Tdrd6a Regulates the Aggregation of Buc into Functional Subcellular Compartments that Drive Germ Cell Specification

Summary Phase separation represents an important form of subcellular compartmentalization. However, relatively little is known about how the formation or disassembly of such compartments is regulated. In zebrafish, the Balbiani body (Bb) and the germ plasm (Gp) are intimately linked phase-separated structures essential for germ cell specification and home to many germ cell-specific mRNAs and proteins. Throughout development, these structures occur as a single large aggregate (Bb), which disperses throughout oogenesis and upon fertilization accumulates again into relatively large assemblies (Gp).

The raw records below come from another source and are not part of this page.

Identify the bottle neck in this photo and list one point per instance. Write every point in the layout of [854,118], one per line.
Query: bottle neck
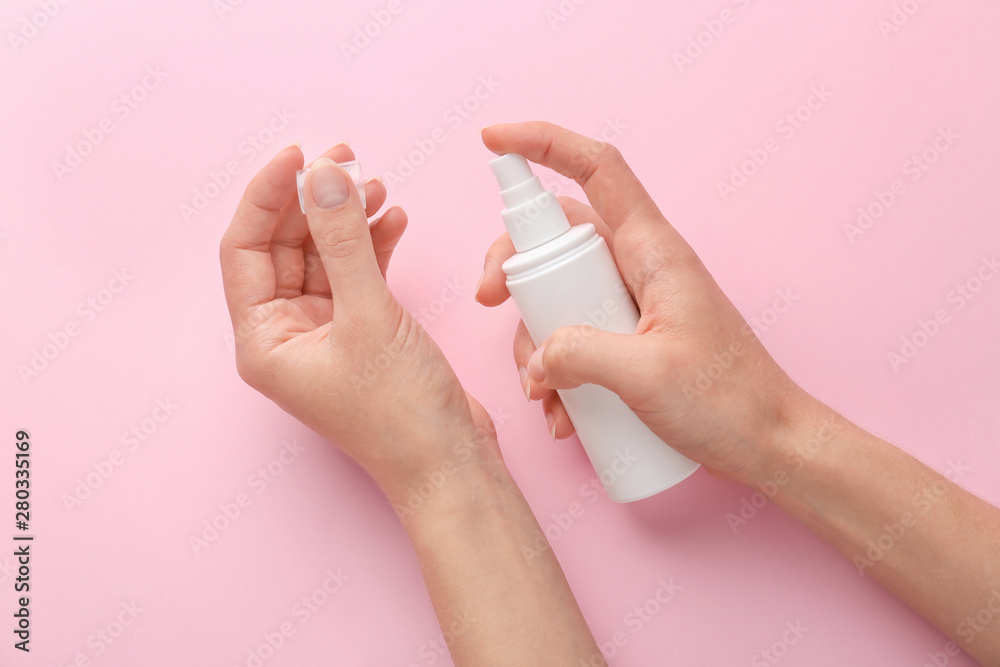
[553,251]
[535,221]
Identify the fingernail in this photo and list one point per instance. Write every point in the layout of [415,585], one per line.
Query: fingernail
[328,184]
[479,284]
[535,370]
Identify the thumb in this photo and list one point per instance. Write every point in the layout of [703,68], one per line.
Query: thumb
[339,229]
[583,354]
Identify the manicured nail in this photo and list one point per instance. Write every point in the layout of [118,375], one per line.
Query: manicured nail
[328,184]
[479,284]
[535,370]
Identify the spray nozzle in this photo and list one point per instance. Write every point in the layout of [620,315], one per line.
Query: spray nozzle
[532,213]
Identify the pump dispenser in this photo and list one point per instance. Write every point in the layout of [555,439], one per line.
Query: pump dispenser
[564,275]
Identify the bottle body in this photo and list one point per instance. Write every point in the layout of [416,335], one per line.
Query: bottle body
[573,280]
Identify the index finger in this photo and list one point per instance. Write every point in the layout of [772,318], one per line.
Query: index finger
[247,267]
[611,186]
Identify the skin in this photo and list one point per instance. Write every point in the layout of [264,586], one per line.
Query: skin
[318,332]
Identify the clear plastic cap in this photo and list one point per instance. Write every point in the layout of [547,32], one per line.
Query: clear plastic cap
[353,169]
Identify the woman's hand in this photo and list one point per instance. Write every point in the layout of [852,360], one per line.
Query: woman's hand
[318,331]
[694,372]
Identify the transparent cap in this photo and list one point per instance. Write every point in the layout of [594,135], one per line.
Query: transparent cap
[353,169]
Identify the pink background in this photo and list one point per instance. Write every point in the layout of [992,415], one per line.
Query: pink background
[684,128]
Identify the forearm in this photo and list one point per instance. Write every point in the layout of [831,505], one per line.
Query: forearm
[925,539]
[498,591]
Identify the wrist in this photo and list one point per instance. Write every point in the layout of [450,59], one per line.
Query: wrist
[470,467]
[794,435]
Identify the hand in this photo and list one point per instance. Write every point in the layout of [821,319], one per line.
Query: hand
[694,372]
[318,331]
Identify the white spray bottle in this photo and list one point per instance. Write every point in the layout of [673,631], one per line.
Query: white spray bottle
[565,275]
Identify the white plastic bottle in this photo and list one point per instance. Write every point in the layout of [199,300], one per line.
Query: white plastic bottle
[563,275]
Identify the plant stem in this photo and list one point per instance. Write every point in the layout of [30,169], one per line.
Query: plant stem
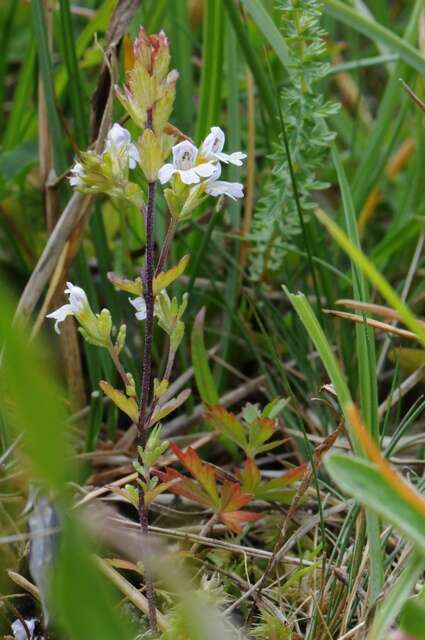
[146,384]
[166,246]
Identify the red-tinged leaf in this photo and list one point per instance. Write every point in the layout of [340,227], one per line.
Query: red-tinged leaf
[269,446]
[128,53]
[261,430]
[235,519]
[185,487]
[227,424]
[249,476]
[232,497]
[203,473]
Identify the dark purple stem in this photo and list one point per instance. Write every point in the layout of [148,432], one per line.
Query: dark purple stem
[166,246]
[146,384]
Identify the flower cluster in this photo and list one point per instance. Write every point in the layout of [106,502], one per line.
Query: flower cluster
[108,172]
[150,86]
[96,328]
[195,172]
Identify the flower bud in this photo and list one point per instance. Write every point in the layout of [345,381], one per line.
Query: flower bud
[151,157]
[120,341]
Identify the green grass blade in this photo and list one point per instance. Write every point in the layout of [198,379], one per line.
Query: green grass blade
[21,99]
[47,80]
[5,36]
[265,23]
[397,596]
[373,275]
[210,90]
[376,31]
[203,376]
[363,480]
[181,43]
[74,84]
[365,337]
[253,61]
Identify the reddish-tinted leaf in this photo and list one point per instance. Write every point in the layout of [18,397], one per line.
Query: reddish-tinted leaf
[235,519]
[227,424]
[185,487]
[249,476]
[232,497]
[203,473]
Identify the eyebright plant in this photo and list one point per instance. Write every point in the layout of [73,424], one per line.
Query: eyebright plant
[193,175]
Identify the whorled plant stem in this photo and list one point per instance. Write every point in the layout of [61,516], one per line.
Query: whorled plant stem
[166,246]
[146,385]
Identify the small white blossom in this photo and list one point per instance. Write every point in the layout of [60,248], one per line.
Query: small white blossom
[140,305]
[185,156]
[118,146]
[20,632]
[77,172]
[212,149]
[119,139]
[78,303]
[215,187]
[233,190]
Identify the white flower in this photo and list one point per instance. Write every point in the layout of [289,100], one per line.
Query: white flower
[78,303]
[185,155]
[216,188]
[20,632]
[77,172]
[140,305]
[212,147]
[119,139]
[233,190]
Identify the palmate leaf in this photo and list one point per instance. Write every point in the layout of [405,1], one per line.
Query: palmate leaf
[227,424]
[164,410]
[226,502]
[259,431]
[203,473]
[127,405]
[185,487]
[252,439]
[275,490]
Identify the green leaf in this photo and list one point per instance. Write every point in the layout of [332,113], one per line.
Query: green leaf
[265,23]
[31,402]
[412,619]
[78,601]
[211,81]
[376,31]
[395,597]
[363,480]
[203,376]
[227,424]
[374,276]
[254,61]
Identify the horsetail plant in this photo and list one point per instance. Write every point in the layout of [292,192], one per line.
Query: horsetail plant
[194,174]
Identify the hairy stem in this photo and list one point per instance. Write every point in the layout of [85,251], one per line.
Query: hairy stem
[146,383]
[166,246]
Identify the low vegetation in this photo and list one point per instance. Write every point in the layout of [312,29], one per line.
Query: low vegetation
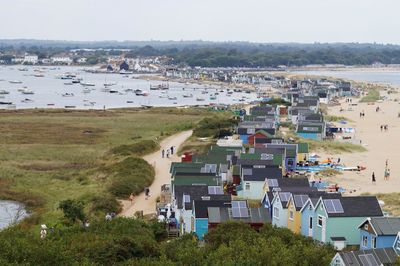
[52,155]
[216,126]
[131,175]
[207,131]
[139,148]
[125,241]
[372,96]
[334,118]
[392,203]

Formation of the Bb requires Bucky ball (Buc), a protein with prion-like properties. We found that the multi-tudor domain-containing protein Tdrd6a interacts with Buc, affecting its mobility and aggregation properties. Importantly, lack of this regulatory interaction leads to significant defects in germ cell development. Our work presents insights into how prion-like protein aggregations can be regulated and highlights the biological relevance of such regulatory events.
Graphical Abstract
Highlights • Tdrd6a is required for Bucky ball mobility within aggregates, and for PGC formation • Maternal Tdrd6a coordinates transcript deposition into future PGCs • A dimethylated tri-RG motif in Bucky ball mediates interaction with Tdrd6a • The tri-RG motif is essential for Balbiani body and germ cell formation
Zebrafish Balbiani body and germ plasm are related phase-separated structures. Roovers, Kaaij et al. show that Tdrd6a is required for their formation and mobility through interaction with dimethylated arginines in the prion-like protein Bucky ball, revealing a role for Tudor domain-methylated arginine interactions in in vivo phase separation modulation.